Van Cleave is also a co-director of research at the Jerusalem-based Institute for Advanced Strategic and Political Studies (IASPS), a think tank closely associated with the Likud Party and military hardliners in Israel that also has an office in Washington, DC. Among IASPS's claims to fame is its 1996 publication, "A Clean Break: A New Strategy for Securing the Realm." The paper's recommendations pressed Israel's then-incoming Likud government to scrap the peace process in favor of a hardline posture aimed at attacking states like Syria and Iraq. Because two of its contributors, Douglas Feith and Richard Perle, years later obtained high-level posts with the George W. Bush administration, commentators cited the paper's authorship as evidence that the Bush administration was unduly influenced by Mideast ideologues who were determined to use the war on terror to reshape the region .
|
Affiliations
Ariel Center: Member, Advisory Council
Institute for Advanced Strategic and Political Studies: Co-Director of Division for Research in Strategy
Missouri State University: Founder and Professor Emeritus, Department of Defense and Strategic Studies
Center for Security Policy: Member, National Security Advisory Council
National Institute for Public Policy: Participant, U.S. Nuclear Forces and Arms Control Study
Hoover Institution: Senior Research Fellow (1981-1996)

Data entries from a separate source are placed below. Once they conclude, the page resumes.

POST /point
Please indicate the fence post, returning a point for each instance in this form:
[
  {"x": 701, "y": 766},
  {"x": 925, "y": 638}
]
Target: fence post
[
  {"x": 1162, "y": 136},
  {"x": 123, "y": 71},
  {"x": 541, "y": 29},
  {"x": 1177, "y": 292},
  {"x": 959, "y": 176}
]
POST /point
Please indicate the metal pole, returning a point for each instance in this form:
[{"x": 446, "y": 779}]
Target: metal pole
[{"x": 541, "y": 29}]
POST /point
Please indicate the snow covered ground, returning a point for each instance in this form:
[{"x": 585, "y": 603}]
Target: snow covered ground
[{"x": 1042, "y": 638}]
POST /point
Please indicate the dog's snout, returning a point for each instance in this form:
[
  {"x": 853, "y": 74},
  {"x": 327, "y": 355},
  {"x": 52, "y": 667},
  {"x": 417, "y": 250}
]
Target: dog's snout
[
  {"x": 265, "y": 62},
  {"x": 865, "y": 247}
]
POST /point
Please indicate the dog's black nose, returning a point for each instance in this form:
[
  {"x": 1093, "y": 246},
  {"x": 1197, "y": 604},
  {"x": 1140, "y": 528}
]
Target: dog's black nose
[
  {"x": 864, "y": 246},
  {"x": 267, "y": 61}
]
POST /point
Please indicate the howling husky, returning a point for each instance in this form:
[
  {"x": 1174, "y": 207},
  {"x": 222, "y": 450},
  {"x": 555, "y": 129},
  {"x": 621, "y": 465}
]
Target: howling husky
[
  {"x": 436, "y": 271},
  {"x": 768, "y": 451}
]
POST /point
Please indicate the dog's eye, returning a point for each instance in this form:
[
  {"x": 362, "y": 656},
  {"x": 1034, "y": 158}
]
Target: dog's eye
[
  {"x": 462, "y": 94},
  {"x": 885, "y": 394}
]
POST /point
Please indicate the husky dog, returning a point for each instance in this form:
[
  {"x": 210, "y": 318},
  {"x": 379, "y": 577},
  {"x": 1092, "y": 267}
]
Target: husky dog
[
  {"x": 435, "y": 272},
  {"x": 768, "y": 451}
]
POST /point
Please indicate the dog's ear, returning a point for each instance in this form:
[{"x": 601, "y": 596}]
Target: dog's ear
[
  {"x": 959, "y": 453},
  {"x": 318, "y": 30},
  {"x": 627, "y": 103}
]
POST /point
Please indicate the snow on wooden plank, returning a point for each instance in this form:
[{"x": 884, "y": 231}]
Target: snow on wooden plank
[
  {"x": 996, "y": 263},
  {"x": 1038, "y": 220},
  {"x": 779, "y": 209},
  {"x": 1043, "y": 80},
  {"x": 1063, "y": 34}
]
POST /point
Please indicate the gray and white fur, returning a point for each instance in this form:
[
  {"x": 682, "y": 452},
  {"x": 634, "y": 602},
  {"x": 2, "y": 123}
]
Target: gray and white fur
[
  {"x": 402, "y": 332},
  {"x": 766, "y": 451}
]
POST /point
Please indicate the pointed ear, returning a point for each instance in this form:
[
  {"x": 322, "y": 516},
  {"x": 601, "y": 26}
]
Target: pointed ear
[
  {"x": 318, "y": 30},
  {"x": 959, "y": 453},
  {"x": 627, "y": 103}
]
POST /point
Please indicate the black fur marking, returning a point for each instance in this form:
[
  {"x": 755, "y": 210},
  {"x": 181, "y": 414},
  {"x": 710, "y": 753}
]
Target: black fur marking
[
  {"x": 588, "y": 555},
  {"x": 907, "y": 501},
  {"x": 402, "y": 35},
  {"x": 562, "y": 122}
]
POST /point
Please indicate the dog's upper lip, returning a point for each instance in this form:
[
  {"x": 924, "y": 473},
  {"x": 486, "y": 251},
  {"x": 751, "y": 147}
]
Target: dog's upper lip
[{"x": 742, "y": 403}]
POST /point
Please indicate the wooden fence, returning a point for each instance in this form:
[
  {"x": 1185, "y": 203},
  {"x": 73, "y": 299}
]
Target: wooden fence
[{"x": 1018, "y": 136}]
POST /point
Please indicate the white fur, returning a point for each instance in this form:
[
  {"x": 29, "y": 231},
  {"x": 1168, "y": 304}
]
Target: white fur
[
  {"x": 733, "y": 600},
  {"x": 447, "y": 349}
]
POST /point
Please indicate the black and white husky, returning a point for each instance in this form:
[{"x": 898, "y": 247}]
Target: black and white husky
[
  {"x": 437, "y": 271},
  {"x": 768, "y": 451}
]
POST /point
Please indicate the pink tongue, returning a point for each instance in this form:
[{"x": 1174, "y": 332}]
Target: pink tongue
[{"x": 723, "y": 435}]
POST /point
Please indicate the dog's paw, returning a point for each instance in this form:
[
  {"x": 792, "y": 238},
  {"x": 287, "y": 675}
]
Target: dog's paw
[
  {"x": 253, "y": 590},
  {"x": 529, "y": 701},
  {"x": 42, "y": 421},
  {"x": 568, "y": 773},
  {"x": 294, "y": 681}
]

International Institute of Strategic Studies: Member of Board of Trustees
Committee on the Present Danger: Former Member of Executive Committee
University of Southern California: Professor of International Relations and Director of Defense and Strategic Studies Program (1967-1987)
Government Service
U.S. Delegation to the Strategic Arms Limitation Talks: Former Member
U.S. Department of Defense: Former Special Assistant to the Secretary for Strategic Policy and Planning
Team B Strategic Objectives Panel: Former Member (late 1970s)
Arms Control and Disarmament Agency: Former Chairman-Designate of the General Advisory Committee
Office of the President: Former Senior Adviser and Defense Policy Coordinator (1979-1981)
U.S. Department of Defense Transition Team: Former Director
U.S. Marine Corps: Former Officer
Education
California State University: B.A., political science
Claremont Graduate School: M.A., Ph.D.